PaperCut Vulnerability Leveraged to Deliver Ransomware
PaperCut servers with known vulnerabilities CVE-2023-27350 and CVE-2023-27351 are being exploited to deliver Cl0p and LockBit ransomware, it was discovered this week. The print management software is widely used in enterprises to monitor and control printing tasks.
The vulnerabilities may have been weaponized as early as April 13, five days prior to the first reported suspicious activity linked to exploitation of unpatched PaperCut servers. The vulnerabilities in PaperCut NG and MF products expose the servers to unauthenticated remote code execution attacks and can also allow unauthorized attackers to steal credentials and PII.
In one in the wild case, attackers compromised a target with PowerShell scripts to deliver LockBit ransomware. Meanwhile, Microsoft reported that a Cl0p-affiliated ransomware gang was conducting multi-stage attacks on vulnerable PaperCut servers that begin with PowerShell delivering a TrueBot payload and then use Cobalt Strike for lateral movement and data exfiltration.
Needless to say, organizations deploying PaperCut are urged to ensure that all instances are updated as a matter of urgency.
RTM Locker Ransomware Targets Virtual Machine Servers
Recent weeks have seen a number of examples of how threat actors continue to explore new opportunities for compromise and seek new targets to exploit. In this regard, we’ve seen LockBit experimenting with macOS ransomware, and an increase in payloads targeting Linux, which of course is widely used in servers as well as devices common in the enterprise, from routers and printers to IoT ‘smart’ appliances and security cameras.
The latest development is a variant of the RTM Locker ransomware that specifically targets Linux, NAS and, significantly, virtual machines on VMware ESXi hosts. ESXi servers have become increasingly popular with the rise of cloud computing and cloud infrastructure as a means to deploy and manage enterprise level virtual computers, making them attractive targets for threat actors.

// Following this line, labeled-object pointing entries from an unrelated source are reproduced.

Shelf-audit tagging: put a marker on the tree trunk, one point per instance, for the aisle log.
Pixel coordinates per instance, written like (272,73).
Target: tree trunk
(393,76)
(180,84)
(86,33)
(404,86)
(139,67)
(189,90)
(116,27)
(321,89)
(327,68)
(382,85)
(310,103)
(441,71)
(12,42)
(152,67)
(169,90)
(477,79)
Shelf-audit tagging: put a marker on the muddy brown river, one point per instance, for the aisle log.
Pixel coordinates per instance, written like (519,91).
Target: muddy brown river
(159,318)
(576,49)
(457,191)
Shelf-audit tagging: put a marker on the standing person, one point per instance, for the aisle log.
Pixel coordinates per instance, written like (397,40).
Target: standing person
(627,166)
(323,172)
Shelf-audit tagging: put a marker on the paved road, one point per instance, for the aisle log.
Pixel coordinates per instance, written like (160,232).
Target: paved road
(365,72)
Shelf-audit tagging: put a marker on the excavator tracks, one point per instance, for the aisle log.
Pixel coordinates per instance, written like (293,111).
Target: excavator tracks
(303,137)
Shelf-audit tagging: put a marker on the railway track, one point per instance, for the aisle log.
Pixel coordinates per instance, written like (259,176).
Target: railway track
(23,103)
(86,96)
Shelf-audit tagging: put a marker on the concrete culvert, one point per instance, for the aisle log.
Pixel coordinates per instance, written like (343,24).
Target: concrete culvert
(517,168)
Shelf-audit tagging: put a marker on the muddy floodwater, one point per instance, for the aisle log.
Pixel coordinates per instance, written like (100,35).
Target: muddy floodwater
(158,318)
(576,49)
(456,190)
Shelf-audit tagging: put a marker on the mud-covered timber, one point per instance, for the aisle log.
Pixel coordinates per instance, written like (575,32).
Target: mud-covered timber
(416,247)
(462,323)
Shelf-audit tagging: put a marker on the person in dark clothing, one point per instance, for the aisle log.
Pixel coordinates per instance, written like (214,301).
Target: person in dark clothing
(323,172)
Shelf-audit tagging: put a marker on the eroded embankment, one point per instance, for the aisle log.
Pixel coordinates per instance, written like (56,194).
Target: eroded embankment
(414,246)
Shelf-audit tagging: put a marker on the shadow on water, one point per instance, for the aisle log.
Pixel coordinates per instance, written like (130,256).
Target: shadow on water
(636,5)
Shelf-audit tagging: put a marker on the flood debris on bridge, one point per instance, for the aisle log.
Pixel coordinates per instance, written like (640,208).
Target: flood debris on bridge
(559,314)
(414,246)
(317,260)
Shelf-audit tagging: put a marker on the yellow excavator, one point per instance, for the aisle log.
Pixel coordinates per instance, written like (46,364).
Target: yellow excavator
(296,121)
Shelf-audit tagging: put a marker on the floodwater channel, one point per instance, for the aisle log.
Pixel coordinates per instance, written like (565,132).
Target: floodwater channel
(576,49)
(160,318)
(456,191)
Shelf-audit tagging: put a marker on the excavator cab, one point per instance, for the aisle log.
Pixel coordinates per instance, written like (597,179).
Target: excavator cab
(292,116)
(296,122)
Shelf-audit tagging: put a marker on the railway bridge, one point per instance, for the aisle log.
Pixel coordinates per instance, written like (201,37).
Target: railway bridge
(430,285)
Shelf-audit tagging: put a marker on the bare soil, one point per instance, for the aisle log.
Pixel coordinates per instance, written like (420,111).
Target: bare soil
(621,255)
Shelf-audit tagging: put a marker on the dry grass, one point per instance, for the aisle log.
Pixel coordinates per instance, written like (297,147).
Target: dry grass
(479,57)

The new variant of RTM Locker is said to be based on leaked Babuk ransomware source code. On execution, it kills all running VM clients on the ESXi host and begins encrypting files. Locked files are appended with a
.RTM extension and a ransom note entitled
!!!Warning!!! is dropped on the compromised server. The ransomware uses asymmetric encryption, meaning decryption is only possible with possession of the private key held by an attacker.
The hardcoded ransomware note shows that the victims need to install the encrypted chat client Tox in order to negotiate payment of the ransom. Exactly how active the RTM group is at the moment is open to debate, but the developers have been seen advertising for affiliates in darknet forums with translations available in English, Russian and Chinese languages.